Additionally, training programmes should be implemented to ensure that emergency medical personnel are proficient in using both MD and SAED and can make informed decisions about the optimal defibrillation strategy for each patient. Furthermore, technological advances such as AVF for CPR with perfusion indicators should be further explored to improve overall compression depths, rates and recoils, leading to increased survival rates.

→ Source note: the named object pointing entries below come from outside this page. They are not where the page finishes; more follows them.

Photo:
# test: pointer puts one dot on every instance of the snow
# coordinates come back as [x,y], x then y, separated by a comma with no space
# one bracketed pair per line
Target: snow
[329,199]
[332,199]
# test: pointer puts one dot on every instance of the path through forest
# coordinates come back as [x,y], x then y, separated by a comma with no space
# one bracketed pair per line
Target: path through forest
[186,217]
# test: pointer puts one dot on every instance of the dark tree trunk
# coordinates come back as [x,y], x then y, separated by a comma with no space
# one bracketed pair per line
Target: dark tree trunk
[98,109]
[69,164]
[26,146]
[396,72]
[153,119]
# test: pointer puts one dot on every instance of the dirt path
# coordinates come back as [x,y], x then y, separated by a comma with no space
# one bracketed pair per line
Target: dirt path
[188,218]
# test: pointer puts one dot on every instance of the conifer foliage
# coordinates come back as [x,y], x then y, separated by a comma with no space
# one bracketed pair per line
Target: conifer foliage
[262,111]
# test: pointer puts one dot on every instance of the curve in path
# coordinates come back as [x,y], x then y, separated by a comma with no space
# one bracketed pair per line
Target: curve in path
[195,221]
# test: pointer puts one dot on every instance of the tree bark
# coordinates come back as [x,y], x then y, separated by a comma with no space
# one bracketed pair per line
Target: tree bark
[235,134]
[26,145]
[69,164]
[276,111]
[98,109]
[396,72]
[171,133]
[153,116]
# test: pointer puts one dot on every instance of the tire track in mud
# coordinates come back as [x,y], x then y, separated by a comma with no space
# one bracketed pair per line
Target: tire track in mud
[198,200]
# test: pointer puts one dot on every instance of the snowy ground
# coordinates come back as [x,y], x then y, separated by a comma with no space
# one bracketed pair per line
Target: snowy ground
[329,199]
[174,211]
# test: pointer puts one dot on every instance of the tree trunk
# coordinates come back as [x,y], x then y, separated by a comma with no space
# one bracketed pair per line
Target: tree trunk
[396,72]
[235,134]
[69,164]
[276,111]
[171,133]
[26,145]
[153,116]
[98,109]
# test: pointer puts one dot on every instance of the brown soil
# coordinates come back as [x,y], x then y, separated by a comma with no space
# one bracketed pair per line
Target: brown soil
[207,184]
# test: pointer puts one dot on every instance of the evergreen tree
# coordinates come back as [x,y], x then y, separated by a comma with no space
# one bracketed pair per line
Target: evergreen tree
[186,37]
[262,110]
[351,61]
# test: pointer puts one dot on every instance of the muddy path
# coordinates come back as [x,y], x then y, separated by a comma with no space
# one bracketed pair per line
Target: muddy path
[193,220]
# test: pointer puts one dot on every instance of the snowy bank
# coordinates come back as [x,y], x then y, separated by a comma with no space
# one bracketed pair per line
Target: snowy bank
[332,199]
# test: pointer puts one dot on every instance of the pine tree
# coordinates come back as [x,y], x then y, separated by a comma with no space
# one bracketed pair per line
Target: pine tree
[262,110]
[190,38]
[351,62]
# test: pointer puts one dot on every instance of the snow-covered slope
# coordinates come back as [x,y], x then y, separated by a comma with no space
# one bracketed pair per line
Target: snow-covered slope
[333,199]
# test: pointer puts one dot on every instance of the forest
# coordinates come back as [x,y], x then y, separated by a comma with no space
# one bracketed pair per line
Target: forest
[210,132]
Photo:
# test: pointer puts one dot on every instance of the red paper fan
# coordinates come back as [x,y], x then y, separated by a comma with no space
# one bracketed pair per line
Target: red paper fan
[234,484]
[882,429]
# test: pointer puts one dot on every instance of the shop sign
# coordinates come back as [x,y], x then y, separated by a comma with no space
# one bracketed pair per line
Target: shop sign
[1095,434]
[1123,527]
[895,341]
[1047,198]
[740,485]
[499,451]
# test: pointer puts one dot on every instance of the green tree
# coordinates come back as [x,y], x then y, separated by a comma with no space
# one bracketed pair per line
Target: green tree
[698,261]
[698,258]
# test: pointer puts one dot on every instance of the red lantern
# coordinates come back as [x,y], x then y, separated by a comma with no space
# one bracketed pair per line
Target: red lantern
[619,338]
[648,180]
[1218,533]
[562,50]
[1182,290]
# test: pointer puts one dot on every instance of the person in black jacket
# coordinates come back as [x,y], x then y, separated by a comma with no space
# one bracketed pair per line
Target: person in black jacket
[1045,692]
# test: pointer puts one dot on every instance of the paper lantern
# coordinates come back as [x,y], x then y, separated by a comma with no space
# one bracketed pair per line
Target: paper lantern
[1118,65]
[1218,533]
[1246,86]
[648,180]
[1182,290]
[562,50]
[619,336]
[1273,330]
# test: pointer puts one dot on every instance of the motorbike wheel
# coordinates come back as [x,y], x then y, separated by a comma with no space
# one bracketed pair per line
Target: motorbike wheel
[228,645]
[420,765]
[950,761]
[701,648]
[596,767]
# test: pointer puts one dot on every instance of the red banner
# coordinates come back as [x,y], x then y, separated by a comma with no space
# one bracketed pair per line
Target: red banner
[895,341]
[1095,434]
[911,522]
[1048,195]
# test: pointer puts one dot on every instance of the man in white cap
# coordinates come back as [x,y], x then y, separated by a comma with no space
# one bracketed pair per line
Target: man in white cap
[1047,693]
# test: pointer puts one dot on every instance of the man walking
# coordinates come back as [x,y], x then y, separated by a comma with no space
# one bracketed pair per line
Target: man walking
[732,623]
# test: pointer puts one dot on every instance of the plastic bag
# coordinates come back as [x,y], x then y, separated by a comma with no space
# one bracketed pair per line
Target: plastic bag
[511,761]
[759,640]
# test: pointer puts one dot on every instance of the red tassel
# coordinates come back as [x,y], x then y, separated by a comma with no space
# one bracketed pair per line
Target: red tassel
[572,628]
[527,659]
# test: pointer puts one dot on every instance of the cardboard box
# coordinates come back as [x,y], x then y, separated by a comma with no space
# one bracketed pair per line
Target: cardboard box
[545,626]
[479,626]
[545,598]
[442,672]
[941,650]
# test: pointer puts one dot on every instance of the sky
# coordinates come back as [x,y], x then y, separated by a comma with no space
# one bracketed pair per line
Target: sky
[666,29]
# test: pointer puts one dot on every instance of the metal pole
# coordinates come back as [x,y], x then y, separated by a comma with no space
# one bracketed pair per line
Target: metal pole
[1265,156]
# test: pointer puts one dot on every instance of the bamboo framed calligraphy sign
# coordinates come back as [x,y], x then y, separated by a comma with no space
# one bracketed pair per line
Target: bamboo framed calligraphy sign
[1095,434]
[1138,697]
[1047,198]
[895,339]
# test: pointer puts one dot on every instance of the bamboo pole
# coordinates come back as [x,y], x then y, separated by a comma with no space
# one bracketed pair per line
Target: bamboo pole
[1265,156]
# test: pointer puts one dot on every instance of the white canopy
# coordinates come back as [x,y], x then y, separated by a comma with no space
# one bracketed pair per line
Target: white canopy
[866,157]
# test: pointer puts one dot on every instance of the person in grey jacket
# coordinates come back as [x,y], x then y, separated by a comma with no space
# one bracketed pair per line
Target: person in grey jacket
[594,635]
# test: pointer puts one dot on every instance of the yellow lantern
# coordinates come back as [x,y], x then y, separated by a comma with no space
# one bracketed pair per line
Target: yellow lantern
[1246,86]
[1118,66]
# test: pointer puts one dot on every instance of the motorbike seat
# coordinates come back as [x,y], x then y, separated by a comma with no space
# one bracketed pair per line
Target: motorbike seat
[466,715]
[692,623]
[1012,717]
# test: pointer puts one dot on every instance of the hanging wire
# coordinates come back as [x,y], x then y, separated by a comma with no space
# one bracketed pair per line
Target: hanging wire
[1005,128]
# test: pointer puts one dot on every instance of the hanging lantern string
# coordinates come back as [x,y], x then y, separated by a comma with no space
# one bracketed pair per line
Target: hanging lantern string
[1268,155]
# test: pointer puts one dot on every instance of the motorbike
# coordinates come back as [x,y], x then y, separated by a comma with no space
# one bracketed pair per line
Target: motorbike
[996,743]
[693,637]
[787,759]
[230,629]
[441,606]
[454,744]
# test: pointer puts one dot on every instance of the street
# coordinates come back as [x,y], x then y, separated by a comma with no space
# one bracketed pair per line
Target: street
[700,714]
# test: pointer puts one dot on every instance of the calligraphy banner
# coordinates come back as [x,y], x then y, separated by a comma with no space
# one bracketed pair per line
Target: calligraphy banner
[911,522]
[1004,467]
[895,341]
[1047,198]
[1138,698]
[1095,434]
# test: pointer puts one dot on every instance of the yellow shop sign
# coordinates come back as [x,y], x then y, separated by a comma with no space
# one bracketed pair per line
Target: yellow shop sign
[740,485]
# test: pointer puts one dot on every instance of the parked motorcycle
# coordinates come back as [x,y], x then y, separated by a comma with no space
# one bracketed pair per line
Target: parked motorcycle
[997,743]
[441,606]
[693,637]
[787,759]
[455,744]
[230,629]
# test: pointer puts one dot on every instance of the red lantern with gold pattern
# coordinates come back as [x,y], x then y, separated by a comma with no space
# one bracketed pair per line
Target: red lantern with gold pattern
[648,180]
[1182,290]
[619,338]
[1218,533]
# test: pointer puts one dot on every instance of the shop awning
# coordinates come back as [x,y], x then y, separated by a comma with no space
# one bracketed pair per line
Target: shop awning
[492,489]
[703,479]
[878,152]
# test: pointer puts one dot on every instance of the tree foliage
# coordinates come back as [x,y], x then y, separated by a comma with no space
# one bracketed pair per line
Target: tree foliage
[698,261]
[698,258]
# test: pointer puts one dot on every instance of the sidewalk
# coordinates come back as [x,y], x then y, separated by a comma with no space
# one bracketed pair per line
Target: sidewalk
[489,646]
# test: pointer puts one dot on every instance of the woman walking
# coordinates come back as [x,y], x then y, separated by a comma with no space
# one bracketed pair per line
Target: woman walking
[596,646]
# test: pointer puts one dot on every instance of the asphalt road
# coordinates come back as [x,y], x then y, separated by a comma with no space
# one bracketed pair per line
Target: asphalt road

Overall, a multifaceted approach incorporating technological advances, ongoing research and training programmes is necessary to ensure that the most effective defibrillation strategy is employed for OHCA patients, ultimately improving survival and reducing mortality rates.

Key points

  • Semi-automatic external defibrillation can be considered faster in regards to time to first defibrillation
  • Semi-automatic external defibrillation reduces inappropriate shocks and improves the sustained return of spontaneous circulation
  • There is a lack of research to support an immediate switch to semi-automatic external defibrillation for out-of-hospital cardiac arrest as in-hospital studies show lower survival outcomes as a result of resuscitation interruptions
  • Audio-visual feedback and analysis during cardiopulmonary resuscitation can improve both manual and semi-automatic external defibrillation strategies
  • More randomised trials need to be performed to discern whether a manual or a semi-automatic external defibrillation strategy is superior, given new semi-automatic defibrillators can charge while in use and analyse in 3 seconds
  • CPD Reflection Questions

  • During cardiac arrest, the aim of defibrillation is to convert initial shockable or converted shockable rhythms into a return of spontaneous circulation. Which rhythm has the greatest prospect of this?
  • Time of arrest and time of paramedic arrival with defibrillation capability are Utstein-based model factors that affect survival outcomes. How are survival chances affected in terms of time-to-defibrillation capability?
  • Delayed defibrillation of a shockable rhythm reduces the chance of survival. What other factors in resuscitation affect survival outcomes?